Il primo fa appello alla storia, episodi, cronaca, soprattutto difetti d’umano o delitti civili; dalla condanna di un poeta per reati d’opinione alla strage dell’Airbus A320-200, dalla cattura di un terrorista al suicidio-omicidio per opporsi a uno sfratto: in ognuno di questi arazzi (perché la trama è ampia, l’ordito dettagliato) sbuca sempre un piccolo animale o un’alternativa all’umano. Di solito (gli animali fanno spesso così) rimangono in un angolo, sotto il tavolo, come in tanti dipinti cagnolini o scimmiette sbucano tra nozze di Cana e ultime cene. Vittime o inermi, gli animali, ma anche segnali, e annunciano che un qualcosa di diverso, qualcosa d’innocente, qualcosa di bello-non-umano sarebbe (o è ancora) possibile.
Questa ricerca di impronte si allarga, dalla Storia, alla città, ai vicoli e ai quartieri di Ferrara che Chiara abita&percorre (le due cose sempre insieme), trovando anche nella storia minima fatta di incontri, passaggi, ciotole d’acqua e ciuffi di pelo, trovando la sottile e sotterranea (riaffiorante qua e là) testimonianza di una civiltà animale. Ed è questo, il secondo modo per ricalibrare l’attenzione sull’umano: cantare l’animale, tra anatomia e Incontri, descriverlo, raccontare la favola bella del vivere senza storpiarla in un’epica, senza riportare ogni atto e ogni gesto animale al modello umano (vedi le mostre o gare canine, o certi modi di addestramento). Animali con nome proprio, perché non serve ad esistere il nome, ma a entrare in relazione: non personaggi d’invenzione, ma compagni di giornate. E anche insospettabili maestri, su come si possano rivedere bisogni, distanze, incontri, mutando l’altezza degli occhi e la lunghezza di zampe.

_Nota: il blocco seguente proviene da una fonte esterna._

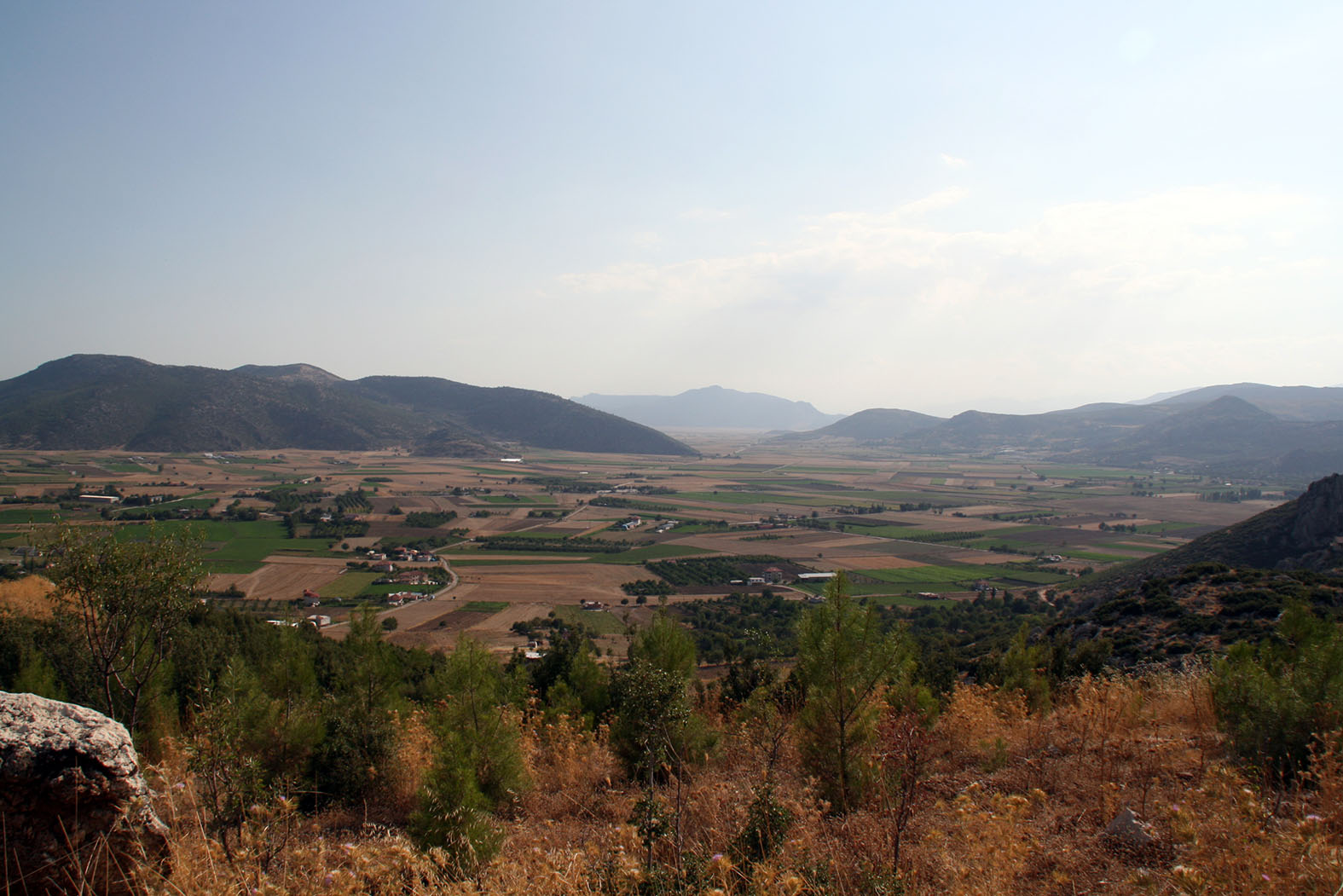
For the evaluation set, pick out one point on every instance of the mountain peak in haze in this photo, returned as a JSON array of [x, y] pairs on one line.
[[712, 408], [293, 373]]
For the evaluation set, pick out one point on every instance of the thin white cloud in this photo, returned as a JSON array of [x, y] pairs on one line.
[[1081, 296], [705, 214]]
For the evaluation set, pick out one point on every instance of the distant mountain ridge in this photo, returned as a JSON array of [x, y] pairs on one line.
[[712, 408], [107, 401], [1244, 431]]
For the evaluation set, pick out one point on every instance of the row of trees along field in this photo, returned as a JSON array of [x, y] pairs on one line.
[[448, 747]]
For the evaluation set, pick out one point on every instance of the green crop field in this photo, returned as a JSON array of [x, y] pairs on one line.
[[523, 500], [651, 552], [483, 606], [26, 515], [350, 585], [929, 575], [235, 547]]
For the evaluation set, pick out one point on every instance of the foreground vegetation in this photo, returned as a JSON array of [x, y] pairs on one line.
[[838, 753]]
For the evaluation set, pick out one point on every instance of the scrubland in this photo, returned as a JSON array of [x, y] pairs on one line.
[[999, 800]]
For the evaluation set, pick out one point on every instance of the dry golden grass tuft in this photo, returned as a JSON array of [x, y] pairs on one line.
[[28, 597], [1011, 802]]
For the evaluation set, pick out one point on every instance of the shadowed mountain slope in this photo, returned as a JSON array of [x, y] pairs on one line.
[[101, 401]]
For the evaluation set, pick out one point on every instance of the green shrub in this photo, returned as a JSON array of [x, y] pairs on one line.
[[1276, 699]]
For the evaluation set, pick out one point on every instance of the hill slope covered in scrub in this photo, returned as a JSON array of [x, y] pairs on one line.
[[1257, 431], [104, 401], [1226, 586]]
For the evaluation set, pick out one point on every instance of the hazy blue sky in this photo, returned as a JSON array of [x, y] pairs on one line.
[[931, 205]]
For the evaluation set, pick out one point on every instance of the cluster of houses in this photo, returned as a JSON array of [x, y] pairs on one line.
[[402, 555], [397, 598]]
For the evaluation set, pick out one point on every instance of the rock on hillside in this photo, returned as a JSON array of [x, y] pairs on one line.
[[72, 802]]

Dalla prefazione di Stefano Serri
D’acqua
I
Scostare il velo greve
dell’inverno, attraversare
il parco deserto, trovarsi
al fosso che sottile separa
la città dietro la schiena
dalla campagna che resta
aperta di fronte, basta
un istante – con la nebbia
non c’è orizzonte né strada
percorsa – e siamo nell’oltre,
mi volto, i cani hanno già
fatto il salto, e sono adesso
in corsa sul campo di fronte.
Mi fermo e provo a sentire
dolore di tanto abbandono
che non ha salvato nessuno
né quella che ero; ad avere
anche una goccia soltanto
d’acqua salata nell’occhio
a fare di sguardo ricordo.
Ma qui è d’acqua dovunque
nella brina bianca dell’alba
nel sangue verde del lago
nella condensa del fiato
nel prato zuppo di cielo
nella linfa che dentro scorre
in segreto, ha così pianto
ogni colpo e tradimento
che nell’aperto non sento
nostalgia dello sguardo dell’altro.
Dietro sfuma il pantano
umano, teatrino del vano
ogni parola che asseta
carta bruciata d’attesa.
Nel bianco nient’altro
pulsa che il fiato caldo
dei cani accanto. Il silenzio
ha il fiato dentro, deserta
bellezza e ardente di sole
che anche stavolta risorge
dalla morte che era parsa
la notte senza speranza.
Tutto è solo evidenza
presente, in trasparenza
amore sul fondo del lago
cieco, il gelo in distanza,
un abbaglio del tempo
che non è stato ogni assenza.
II
È odore delle mattine d’inverno,
di brina e fango nel parco deserto,
di condensa di fiato nel bianco,
di nube e nebbia, odore di cane
fradicio e felice, di foglie marcite,
di prato inondato, di sangue verde
nei cerchi di un tronco abbattuto,
di pianto nel ramo caduto, odore
di ristoro dopo il sudore, di caldo
che scioglie le ciglia gelate tornando
all’interno d’inverno, velo bianco
che nel vetro intorbida lo sguardo.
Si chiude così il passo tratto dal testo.